Una fertilità che sta diventando un traguardo sempre più spesso irraggiungibile…
<La fertilità deve essere preparata con uno stile di vita sano, tanta attività fisica, una regolare alimentazione. Non basta preservare l’apparato riproduttivo, se poi si conduce una vita stressata e sregolata. La donna deve imparare a regolare la sua vita nella complessità e non ritardare troppo la decisione di avere un figlio e sottoporsi ai controlli del caso. L’orologio biologico ha un limite! L’età giusta per avere un figlio è tra i 25 e 35 anni. Se a 25 anni una donna ha l’80% dei follicoli attivi, a 40 ne ha solo il 10%. A ben poco servono le cure ormonali: fisiologicamente i follicoli sono “vecchi” e molti sono privi di ovociti. Tanto che proprio in occasione di questo congresso abbiamo coniato il termine di “Fertipausa“, per indicare un periodo in cui la fertilità è ormai in declino. Pertanto non si può aspettare troppo a decidere di avere un figlio e arrivare a 40 anni convinte di poter ancora procreare naturalmente. A quell’età più del 30% delle donne si rivolge alla fecondazione assistita perché non riesce a procreare: con tutte le delusioni e le sofferenze che questa può comportare. E quando, finalmente, si ottiene una gravidanza, si assiste a un progressivo accanimento terapeutico di controlli continui con le tecniche più sofisticate di diagnostica preventiva, di esami per scongiurare rischi, come il diabete e l’ipertensione gestazionale, più frequenti in mamme attempate, per non parlare dell’abitudine, non sempre giustificata, di ricorrere ai parti cesarei (l’Italia è il secondo Paese al mondo, dopo il Messico dove si praticano più parti cesarei). In questi casi, direi che andrebbe ripensata la gravidanza in un contesto più naturale. Giusti e doverosi i controlli per valutare il decorso, ma cerchiamo di rimettere il parto in una prospettiva meno medicalizzata e più naturale, riportando la donna a vivere la gravidanza e il momento del parto con meno ansia!>.

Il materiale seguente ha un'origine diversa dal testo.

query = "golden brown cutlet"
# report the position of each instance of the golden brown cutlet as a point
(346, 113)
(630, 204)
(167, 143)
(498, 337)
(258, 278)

E quando la donna, dopo una gravidanza, si sente appagata e impegnata ad accudire il bambino, trascura spesso di controllare se stessa e sottoporsi a screening diagnostici, con il rischio di spiacevoli sorprese….
<A partire dai 45 anni il rischio di patologie, anche gravi, come i tumori al seno, all’ovaio, all’utero, al colon è sempre più elevato. Ed è vero che la donna, impegnata nel suo ruolo tanto atteso di madre, dimentica spesso di fare i controlli annuali. E’ allora compito del ginecologo riportare la donna ad aver cura di se stessa, con visite ed esami periodici. E’ fondamentale che il ginecologo, in questo periodo, prepari la donna ad affrontare più serenamente la perimenopausa, periodo preparatorio alla menopausa. La misurazione della pressione, della glicemia, del colesterolo devono avvenire periodicamente per scongiurare il rischio cardiovascolare; come pure il pap-test, la mammografia, l’ecografia pelvica, l’esame del sangue occulto nelle feci, per la diagnosi precoce dei tumori. Anche i sintomi pre-menopausali (vampate, atrofia vaginale, depressione) che interferiscono con la qualità di vita, devono essere presi in considerazione e risolti con terapie adeguate. Per restituire alla donna il gusto della vita, facendola stare bene col proprio corpo e la propria sessualità per un invecchiamento più sereno e appagante in un mondo anziano che sarà sempre più femminile>.